A la barre, Madame livre sa version tout en précisant : « Je voudrais divorcer, mais je ne veux pas qu’il perde son travail. » Ce n’est pas l’affaire de la procureure, qui reprend les faits un par un. L’épouse minimise : « En fait, il ne m’a pas empêchée de sortir, et pas pris mon téléphone comme je l’ai dit au début. Pour la griffure, je ne sais pas s’il l’a fait exprès. » En revanche, elle confirme les insultes.

La procureure demande :

« —Est-ce que vous avez peur de Monsieur ?

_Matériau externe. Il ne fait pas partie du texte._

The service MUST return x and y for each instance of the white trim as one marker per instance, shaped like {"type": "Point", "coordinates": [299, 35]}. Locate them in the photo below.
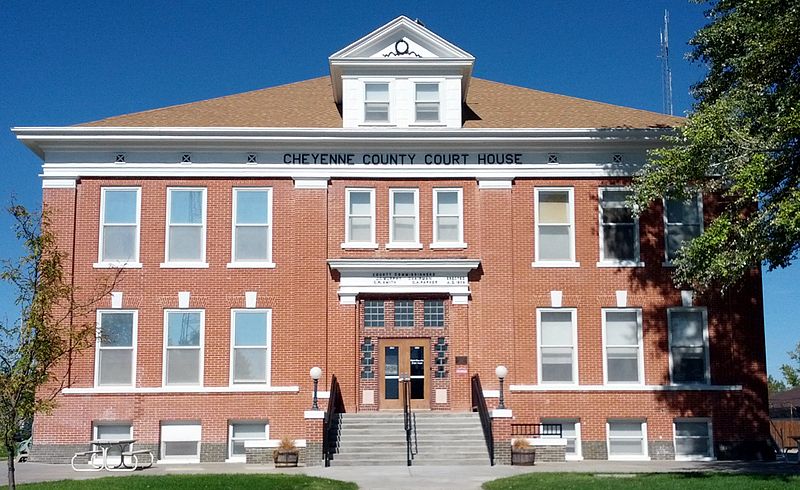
{"type": "Point", "coordinates": [134, 345]}
{"type": "Point", "coordinates": [574, 317]}
{"type": "Point", "coordinates": [260, 263]}
{"type": "Point", "coordinates": [706, 354]}
{"type": "Point", "coordinates": [605, 388]}
{"type": "Point", "coordinates": [158, 390]}
{"type": "Point", "coordinates": [710, 428]}
{"type": "Point", "coordinates": [348, 242]}
{"type": "Point", "coordinates": [198, 264]}
{"type": "Point", "coordinates": [572, 261]}
{"type": "Point", "coordinates": [604, 262]}
{"type": "Point", "coordinates": [415, 244]}
{"type": "Point", "coordinates": [639, 345]}
{"type": "Point", "coordinates": [645, 443]}
{"type": "Point", "coordinates": [164, 366]}
{"type": "Point", "coordinates": [698, 197]}
{"type": "Point", "coordinates": [137, 224]}
{"type": "Point", "coordinates": [435, 201]}
{"type": "Point", "coordinates": [267, 347]}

– Maintenant ? Je ne sais pas. »

Erkan s’agite sur son siège. « Monsieur, intervient la présidente, je vais vous faire sortir de la salle ». Erkan proteste, la présidente hurle : « Je ne veux pas que vous réagissiez ! » La procureure se tourne de nouveau vers Madame, qui finit par dire : « Je ne veux plus qu’il vienne chez moi. »

« Allez-y, jugez-moi !

Ils vivent actuellement séparés. « Elle m’a jeté dehors, je dors à la rue maintenant », dit-il au tribunal qui paraît surpris. Erkan a déjà été condamné pour des violences avec arme : en 2016, il a gazé un motard qui aurait initié une altercation. « Il voulait m’agresser, et c’est moi qui ai été condamné », se défend-il. Il est donc en état de récidive légale.

La procureure déroule son réquisitoire : les constatations médicales, sans équivoque, corroborent le récit de la plaignante. Elle réclame 8 mois de prison, dont 4 mois de sursis probatoire, comprenant une interdiction d’entrer en contact et un stage sur les violences conjugales. Elle renonce à proposer un aménagement ab initio ; puisqu’Erkan prétend dormir dans la rue, une détention à domicile semble compromise pour le moment.

Erkan assure seul sa défense :

« — J’ai très mal supporté la garde à vue », car Erkan a d’abord refusé le prélèvement ADN, avant de se laisser faire. « Bon après, pour le reste, c’est vous qui jugez, hein, vous condamnez sans preuve et sans témoin, allez-y, jugez-moi !

– Eh bien c’est ce que le tribunal va faire. Suspension »

A son retour, le tribunal condamne Erkan à hauteur des réquisitions.